Les centres sociaux sont créateurs de lien social dans les quartiers de Marseille. — P.MAGNIEN / 20 MINUTES

Joyeuses malgré tout. Environ 300 personnes ont manifesté en chansons et musique hier matin devant la préfecture. Elles dénoncent « le désengagement de l'Etat » dans l'attribution des aides à l'emploi et des subventions pour les centres sociaux.

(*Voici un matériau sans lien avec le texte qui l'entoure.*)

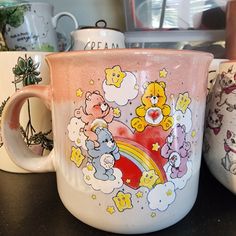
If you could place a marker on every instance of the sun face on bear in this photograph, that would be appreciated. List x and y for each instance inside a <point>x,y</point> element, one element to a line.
<point>114,76</point>
<point>149,179</point>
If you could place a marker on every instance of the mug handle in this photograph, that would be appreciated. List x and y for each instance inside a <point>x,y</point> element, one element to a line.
<point>57,17</point>
<point>13,141</point>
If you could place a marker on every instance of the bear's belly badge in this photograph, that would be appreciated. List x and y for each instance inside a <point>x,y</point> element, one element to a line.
<point>154,116</point>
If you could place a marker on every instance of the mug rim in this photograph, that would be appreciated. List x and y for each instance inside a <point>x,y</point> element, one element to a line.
<point>138,51</point>
<point>228,61</point>
<point>93,29</point>
<point>24,52</point>
<point>27,3</point>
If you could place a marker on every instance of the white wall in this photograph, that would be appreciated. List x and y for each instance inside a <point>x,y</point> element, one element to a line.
<point>87,12</point>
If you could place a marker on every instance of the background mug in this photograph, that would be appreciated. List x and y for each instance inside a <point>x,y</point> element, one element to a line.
<point>99,37</point>
<point>220,131</point>
<point>128,127</point>
<point>20,69</point>
<point>31,27</point>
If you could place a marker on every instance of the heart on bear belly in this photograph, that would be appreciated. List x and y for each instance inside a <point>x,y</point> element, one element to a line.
<point>154,115</point>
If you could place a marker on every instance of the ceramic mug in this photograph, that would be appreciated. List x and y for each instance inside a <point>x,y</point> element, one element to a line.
<point>98,37</point>
<point>31,26</point>
<point>128,127</point>
<point>20,69</point>
<point>213,72</point>
<point>220,133</point>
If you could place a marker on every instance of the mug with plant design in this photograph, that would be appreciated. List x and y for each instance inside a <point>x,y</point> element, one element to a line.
<point>18,70</point>
<point>31,26</point>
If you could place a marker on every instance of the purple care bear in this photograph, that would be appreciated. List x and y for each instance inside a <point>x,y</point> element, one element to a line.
<point>177,151</point>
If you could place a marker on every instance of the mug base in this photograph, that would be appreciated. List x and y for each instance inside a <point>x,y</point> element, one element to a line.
<point>78,202</point>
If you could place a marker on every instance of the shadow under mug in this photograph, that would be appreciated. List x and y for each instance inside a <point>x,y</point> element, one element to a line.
<point>127,132</point>
<point>32,27</point>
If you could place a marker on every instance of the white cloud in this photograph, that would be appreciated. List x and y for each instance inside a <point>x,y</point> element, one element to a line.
<point>75,129</point>
<point>127,91</point>
<point>100,185</point>
<point>179,183</point>
<point>161,196</point>
<point>183,119</point>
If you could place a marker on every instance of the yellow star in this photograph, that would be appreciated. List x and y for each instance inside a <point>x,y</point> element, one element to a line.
<point>79,93</point>
<point>89,167</point>
<point>193,134</point>
<point>183,101</point>
<point>87,177</point>
<point>155,147</point>
<point>116,112</point>
<point>153,214</point>
<point>110,210</point>
<point>169,192</point>
<point>163,73</point>
<point>139,194</point>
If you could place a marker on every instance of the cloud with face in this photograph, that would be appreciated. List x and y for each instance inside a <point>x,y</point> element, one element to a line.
<point>100,185</point>
<point>76,134</point>
<point>161,196</point>
<point>121,95</point>
<point>183,119</point>
<point>179,183</point>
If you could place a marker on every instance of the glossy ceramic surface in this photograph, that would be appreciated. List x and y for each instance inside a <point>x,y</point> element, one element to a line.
<point>220,133</point>
<point>20,69</point>
<point>128,129</point>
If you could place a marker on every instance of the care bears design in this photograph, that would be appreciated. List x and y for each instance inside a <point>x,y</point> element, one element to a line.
<point>227,86</point>
<point>129,140</point>
<point>214,120</point>
<point>104,156</point>
<point>154,111</point>
<point>96,112</point>
<point>229,160</point>
<point>177,151</point>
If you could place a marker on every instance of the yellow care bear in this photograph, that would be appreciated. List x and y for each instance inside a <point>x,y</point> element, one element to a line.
<point>154,111</point>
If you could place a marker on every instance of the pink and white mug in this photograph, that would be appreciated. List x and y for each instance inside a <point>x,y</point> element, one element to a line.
<point>128,127</point>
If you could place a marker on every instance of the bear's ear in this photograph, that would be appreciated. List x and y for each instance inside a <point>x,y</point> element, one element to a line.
<point>97,92</point>
<point>98,130</point>
<point>162,84</point>
<point>87,95</point>
<point>145,85</point>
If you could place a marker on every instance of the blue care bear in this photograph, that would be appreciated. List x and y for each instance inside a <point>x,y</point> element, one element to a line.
<point>104,156</point>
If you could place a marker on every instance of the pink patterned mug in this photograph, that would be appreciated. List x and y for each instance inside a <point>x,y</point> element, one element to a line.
<point>128,127</point>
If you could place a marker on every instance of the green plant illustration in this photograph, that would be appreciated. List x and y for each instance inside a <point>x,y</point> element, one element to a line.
<point>1,111</point>
<point>13,16</point>
<point>26,73</point>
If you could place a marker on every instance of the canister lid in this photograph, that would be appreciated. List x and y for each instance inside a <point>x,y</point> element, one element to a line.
<point>100,24</point>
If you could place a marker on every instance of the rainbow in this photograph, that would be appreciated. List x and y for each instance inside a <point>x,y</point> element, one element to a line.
<point>139,156</point>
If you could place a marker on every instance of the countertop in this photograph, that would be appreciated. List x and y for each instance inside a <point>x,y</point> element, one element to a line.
<point>30,205</point>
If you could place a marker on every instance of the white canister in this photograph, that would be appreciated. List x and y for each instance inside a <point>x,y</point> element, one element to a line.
<point>98,37</point>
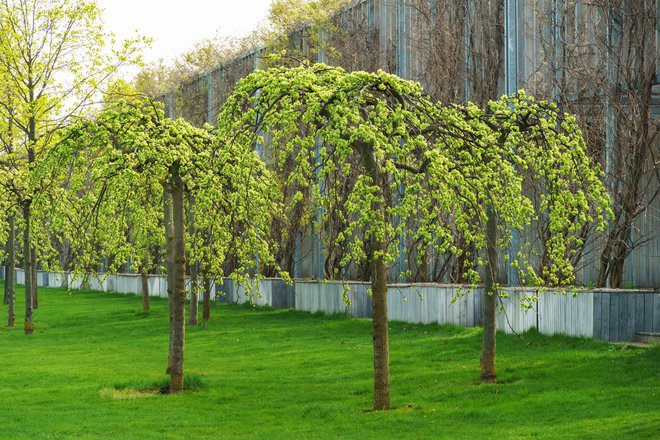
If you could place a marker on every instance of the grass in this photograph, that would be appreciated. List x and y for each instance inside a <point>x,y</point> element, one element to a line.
<point>95,363</point>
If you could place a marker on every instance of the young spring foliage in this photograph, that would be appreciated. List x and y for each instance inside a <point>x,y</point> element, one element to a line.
<point>115,168</point>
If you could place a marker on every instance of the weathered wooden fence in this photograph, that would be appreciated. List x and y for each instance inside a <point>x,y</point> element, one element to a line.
<point>610,315</point>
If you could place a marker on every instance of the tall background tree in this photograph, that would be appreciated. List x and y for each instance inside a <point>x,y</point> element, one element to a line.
<point>599,62</point>
<point>54,57</point>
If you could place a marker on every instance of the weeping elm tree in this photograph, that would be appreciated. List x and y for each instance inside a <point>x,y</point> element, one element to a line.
<point>325,118</point>
<point>478,174</point>
<point>132,146</point>
<point>418,162</point>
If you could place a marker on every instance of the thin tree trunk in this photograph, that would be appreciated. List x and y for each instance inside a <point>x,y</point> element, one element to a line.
<point>380,329</point>
<point>35,283</point>
<point>27,267</point>
<point>206,302</point>
<point>194,267</point>
<point>488,348</point>
<point>378,251</point>
<point>194,296</point>
<point>144,281</point>
<point>169,264</point>
<point>178,289</point>
<point>10,276</point>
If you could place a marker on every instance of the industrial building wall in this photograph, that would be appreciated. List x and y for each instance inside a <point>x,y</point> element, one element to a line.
<point>473,50</point>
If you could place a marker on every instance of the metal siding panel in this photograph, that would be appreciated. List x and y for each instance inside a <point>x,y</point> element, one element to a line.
<point>614,317</point>
<point>605,316</point>
<point>656,313</point>
<point>630,318</point>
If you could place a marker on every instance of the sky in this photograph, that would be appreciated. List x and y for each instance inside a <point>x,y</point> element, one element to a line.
<point>176,25</point>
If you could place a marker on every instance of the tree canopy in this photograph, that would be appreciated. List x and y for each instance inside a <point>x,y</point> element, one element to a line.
<point>446,169</point>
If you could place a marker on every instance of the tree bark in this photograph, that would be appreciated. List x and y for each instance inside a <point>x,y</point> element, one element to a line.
<point>35,275</point>
<point>27,267</point>
<point>206,302</point>
<point>169,264</point>
<point>194,267</point>
<point>378,251</point>
<point>10,275</point>
<point>380,328</point>
<point>144,281</point>
<point>178,288</point>
<point>488,348</point>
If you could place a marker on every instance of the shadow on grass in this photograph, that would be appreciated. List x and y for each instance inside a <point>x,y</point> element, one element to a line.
<point>141,389</point>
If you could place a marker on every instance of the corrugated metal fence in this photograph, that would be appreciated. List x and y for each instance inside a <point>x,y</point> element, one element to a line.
<point>610,315</point>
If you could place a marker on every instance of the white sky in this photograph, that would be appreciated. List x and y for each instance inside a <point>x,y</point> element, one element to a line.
<point>176,25</point>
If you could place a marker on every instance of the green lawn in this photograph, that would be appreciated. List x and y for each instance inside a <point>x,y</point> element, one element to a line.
<point>286,374</point>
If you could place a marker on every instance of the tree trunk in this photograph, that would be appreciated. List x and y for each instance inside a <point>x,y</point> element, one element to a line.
<point>194,295</point>
<point>488,370</point>
<point>380,329</point>
<point>178,288</point>
<point>194,267</point>
<point>206,302</point>
<point>377,254</point>
<point>35,284</point>
<point>144,281</point>
<point>10,276</point>
<point>169,264</point>
<point>27,267</point>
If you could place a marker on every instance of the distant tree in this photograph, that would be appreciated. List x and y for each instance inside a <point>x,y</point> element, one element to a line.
<point>599,62</point>
<point>54,57</point>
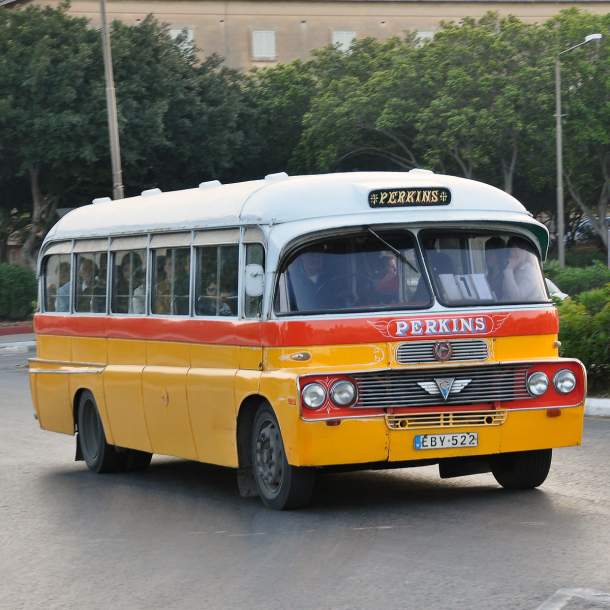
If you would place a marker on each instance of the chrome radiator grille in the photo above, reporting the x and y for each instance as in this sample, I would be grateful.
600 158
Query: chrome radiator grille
423 351
456 419
415 388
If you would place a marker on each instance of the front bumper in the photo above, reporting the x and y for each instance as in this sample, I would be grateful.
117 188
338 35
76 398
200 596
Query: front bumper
359 441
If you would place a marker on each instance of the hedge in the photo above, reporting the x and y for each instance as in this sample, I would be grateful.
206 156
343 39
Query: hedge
573 280
17 292
584 332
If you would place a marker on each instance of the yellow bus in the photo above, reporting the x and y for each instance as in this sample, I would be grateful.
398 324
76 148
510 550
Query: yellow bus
290 325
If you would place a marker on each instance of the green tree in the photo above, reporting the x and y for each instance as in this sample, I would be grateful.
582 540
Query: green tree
586 109
48 91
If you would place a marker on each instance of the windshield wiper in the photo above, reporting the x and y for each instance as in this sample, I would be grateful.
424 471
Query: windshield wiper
395 250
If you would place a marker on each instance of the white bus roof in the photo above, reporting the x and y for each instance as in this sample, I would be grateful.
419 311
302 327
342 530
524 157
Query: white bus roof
281 199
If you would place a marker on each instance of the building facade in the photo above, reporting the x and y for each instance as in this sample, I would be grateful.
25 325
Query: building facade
262 32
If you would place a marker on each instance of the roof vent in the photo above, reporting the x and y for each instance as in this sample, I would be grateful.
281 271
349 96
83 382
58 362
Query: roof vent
419 170
151 192
210 184
278 176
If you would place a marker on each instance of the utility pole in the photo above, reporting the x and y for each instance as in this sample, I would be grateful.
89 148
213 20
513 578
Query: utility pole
561 246
113 126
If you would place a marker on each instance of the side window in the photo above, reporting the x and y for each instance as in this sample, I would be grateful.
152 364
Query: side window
129 282
57 283
255 255
90 294
171 281
216 283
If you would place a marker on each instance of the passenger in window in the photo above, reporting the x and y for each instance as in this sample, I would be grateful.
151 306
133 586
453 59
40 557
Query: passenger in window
212 304
62 300
307 281
91 287
522 272
163 300
386 285
181 285
495 262
131 288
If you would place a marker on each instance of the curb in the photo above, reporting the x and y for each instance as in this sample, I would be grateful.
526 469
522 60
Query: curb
21 347
18 329
597 407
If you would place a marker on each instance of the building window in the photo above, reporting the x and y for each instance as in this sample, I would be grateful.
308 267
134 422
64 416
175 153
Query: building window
424 35
343 39
263 44
183 37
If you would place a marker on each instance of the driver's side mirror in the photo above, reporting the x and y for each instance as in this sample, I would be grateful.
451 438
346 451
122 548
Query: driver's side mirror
255 280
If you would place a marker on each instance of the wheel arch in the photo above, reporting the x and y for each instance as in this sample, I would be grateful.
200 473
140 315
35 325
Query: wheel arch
245 419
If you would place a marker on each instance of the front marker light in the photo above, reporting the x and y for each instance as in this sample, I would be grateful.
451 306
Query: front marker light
537 384
564 381
343 393
313 395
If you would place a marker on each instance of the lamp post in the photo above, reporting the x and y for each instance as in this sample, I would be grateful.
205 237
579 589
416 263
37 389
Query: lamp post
113 126
559 147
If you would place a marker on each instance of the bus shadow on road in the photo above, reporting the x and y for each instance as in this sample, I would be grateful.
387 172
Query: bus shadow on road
200 487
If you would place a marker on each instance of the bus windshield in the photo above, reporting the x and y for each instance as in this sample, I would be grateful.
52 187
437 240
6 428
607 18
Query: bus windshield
372 270
478 268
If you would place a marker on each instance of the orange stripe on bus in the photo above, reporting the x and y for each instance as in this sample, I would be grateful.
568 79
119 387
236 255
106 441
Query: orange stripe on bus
283 333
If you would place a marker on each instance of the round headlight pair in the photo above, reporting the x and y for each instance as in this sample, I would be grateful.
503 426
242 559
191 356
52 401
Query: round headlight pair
564 382
342 393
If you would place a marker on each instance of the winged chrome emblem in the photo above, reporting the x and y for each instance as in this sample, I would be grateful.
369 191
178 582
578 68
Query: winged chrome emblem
444 386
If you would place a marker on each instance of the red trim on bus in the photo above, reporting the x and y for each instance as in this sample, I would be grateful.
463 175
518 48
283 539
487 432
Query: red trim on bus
286 332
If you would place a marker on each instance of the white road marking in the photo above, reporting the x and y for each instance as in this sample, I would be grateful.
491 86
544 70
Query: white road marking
562 597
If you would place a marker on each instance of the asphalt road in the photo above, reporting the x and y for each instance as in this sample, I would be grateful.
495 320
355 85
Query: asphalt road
178 535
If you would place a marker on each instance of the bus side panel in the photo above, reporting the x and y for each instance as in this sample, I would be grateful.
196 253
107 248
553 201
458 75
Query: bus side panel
123 391
52 395
164 382
86 351
210 389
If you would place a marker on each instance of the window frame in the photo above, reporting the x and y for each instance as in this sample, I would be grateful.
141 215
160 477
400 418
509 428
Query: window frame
322 237
253 45
481 232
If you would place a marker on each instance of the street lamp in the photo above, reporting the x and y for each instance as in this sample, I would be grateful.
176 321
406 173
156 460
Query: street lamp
113 127
560 207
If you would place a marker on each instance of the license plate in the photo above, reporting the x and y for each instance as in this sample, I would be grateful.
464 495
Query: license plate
446 441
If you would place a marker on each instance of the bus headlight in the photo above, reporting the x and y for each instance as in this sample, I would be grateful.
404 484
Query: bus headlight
314 395
343 393
537 384
564 381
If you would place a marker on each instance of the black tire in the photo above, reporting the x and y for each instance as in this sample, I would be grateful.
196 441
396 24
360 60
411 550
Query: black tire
523 470
97 453
279 485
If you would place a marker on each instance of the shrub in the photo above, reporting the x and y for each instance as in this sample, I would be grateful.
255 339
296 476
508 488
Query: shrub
585 255
584 332
574 280
17 292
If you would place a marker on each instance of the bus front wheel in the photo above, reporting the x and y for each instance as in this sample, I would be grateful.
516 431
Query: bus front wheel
280 485
523 470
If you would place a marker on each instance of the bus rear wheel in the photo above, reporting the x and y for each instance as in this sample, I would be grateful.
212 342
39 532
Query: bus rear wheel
279 485
97 453
523 470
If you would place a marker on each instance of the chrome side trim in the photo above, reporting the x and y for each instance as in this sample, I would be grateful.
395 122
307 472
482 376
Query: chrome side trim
508 411
76 371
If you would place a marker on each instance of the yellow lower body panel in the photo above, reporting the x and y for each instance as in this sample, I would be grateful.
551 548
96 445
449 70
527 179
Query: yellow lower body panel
362 441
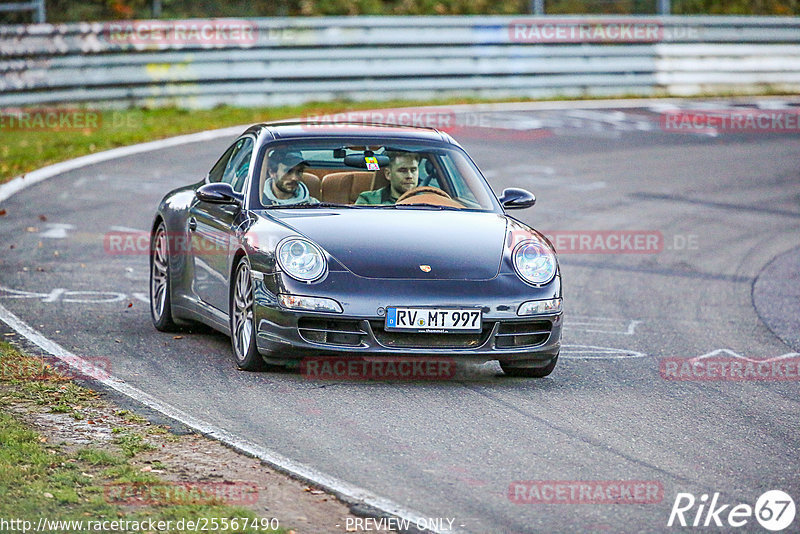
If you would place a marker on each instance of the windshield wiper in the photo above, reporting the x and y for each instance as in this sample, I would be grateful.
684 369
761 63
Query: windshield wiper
318 205
425 205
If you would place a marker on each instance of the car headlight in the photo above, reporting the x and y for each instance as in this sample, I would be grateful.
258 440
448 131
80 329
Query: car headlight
301 259
534 262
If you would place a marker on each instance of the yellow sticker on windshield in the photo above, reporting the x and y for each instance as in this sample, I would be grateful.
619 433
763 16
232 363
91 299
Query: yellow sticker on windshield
372 163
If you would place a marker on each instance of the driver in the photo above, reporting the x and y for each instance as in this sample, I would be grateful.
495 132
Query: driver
284 186
403 175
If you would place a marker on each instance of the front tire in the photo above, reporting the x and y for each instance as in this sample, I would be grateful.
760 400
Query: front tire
530 372
160 302
242 320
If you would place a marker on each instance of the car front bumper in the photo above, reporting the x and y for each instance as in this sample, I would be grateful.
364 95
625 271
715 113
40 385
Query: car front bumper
287 334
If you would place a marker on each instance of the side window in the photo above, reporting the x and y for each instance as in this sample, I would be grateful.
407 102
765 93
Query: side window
238 167
216 172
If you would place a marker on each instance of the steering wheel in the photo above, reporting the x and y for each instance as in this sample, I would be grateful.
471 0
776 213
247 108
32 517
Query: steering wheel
423 189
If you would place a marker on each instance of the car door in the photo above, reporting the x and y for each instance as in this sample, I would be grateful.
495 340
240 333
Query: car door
212 225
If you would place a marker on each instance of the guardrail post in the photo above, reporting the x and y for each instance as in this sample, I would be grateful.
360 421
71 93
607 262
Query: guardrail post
40 12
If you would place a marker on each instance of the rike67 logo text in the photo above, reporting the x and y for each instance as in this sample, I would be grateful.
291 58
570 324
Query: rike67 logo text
774 510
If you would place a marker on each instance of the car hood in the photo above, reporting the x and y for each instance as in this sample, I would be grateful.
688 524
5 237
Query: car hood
390 243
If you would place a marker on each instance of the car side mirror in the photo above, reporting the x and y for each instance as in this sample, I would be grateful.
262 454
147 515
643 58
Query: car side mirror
218 193
514 198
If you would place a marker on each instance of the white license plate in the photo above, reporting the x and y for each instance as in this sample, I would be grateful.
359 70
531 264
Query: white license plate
442 320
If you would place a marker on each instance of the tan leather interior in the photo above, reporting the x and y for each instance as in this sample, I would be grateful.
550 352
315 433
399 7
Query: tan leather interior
344 187
313 183
319 172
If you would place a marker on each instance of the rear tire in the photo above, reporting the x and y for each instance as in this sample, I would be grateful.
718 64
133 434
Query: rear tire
160 286
242 320
529 372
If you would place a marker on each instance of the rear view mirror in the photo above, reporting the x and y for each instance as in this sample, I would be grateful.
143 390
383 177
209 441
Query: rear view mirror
359 161
218 193
514 198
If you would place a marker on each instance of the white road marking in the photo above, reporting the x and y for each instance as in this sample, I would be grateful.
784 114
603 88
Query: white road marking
590 352
63 295
349 491
56 230
602 325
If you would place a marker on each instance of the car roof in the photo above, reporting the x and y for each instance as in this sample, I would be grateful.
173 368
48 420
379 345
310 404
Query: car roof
323 129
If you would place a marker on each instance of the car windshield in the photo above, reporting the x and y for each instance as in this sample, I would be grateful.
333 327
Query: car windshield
369 173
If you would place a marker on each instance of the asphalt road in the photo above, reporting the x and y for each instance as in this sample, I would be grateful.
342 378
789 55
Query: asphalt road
726 205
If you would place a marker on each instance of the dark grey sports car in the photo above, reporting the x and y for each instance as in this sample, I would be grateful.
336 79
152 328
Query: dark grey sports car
308 240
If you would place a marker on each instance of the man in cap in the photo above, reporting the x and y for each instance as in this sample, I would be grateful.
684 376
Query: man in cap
284 185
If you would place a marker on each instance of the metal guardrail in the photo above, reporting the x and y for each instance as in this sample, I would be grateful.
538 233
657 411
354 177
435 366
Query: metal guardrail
284 61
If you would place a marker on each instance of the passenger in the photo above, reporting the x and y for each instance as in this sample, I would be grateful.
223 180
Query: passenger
403 175
284 186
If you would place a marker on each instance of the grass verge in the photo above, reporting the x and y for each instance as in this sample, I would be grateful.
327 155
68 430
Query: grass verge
40 479
24 149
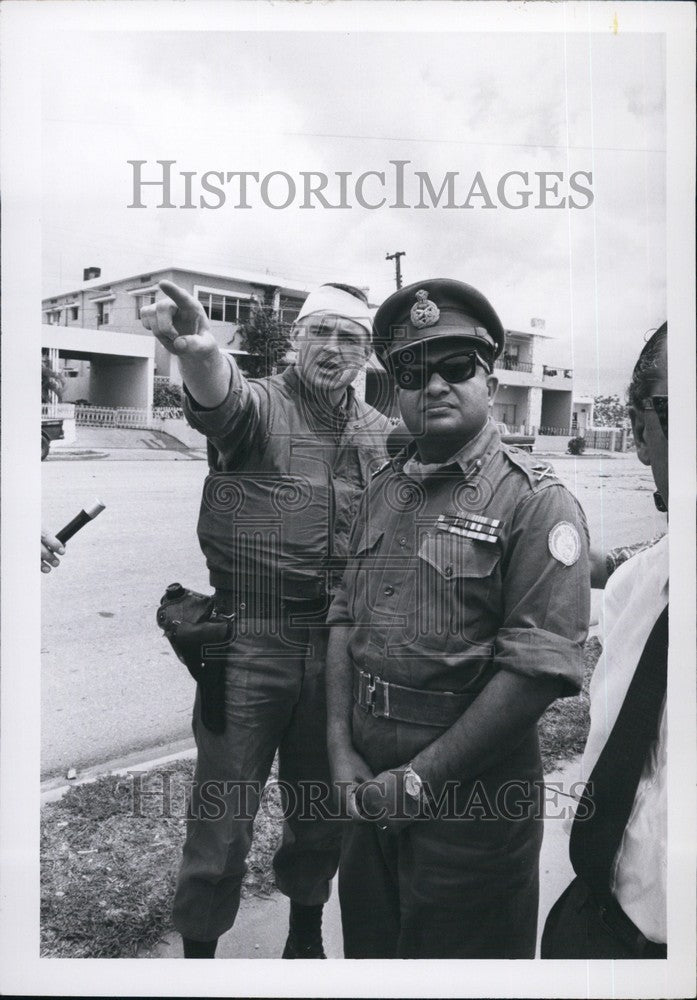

« Assurer le lien social »
Equipements de proximité dans les domaines de l'éducation, la prévention, le logement ou la lutte contre la violence, la discrimination et l'incivilité, les centres sociaux sont menacés par la baisse des financements. « Dans le département, trente demi-postes ont été supprimés cette année, assure Michel Deneux, délégué départemental de l'union des centres sociaux (UCS). On n'arrive pas même plus à payer les animateurs. S'il n'y a plus de centres, qui va assurer le lien social dans les quartiers ? » se demande-t-il. « Les crédits versés sont cette année en augmentation de 3 %, soit 1,3 million d'euros pour des actions portées par les centres sociaux de Marseille », réagit, dans un communiqué, la préfecture. Reçue hier, une délégation a obtenu un rendez-vous sine die avec le préfet, selon l'UCS. Dans le département, 48 centres sociaux sont fédérés par l'UCS. Outre un poids économique estimé à 25 millions d'euros, ils représentent 1 250 emplois, et plus de 1 000 administrateurs bénévoles. La zone de vie sociale de ces centres concernerait environ 400 000 personnes. Si les centres sociaux devaient disparaître, plus de 2 800 enfants et jeunes se retrouveraient « à faire des activités dans la rue ».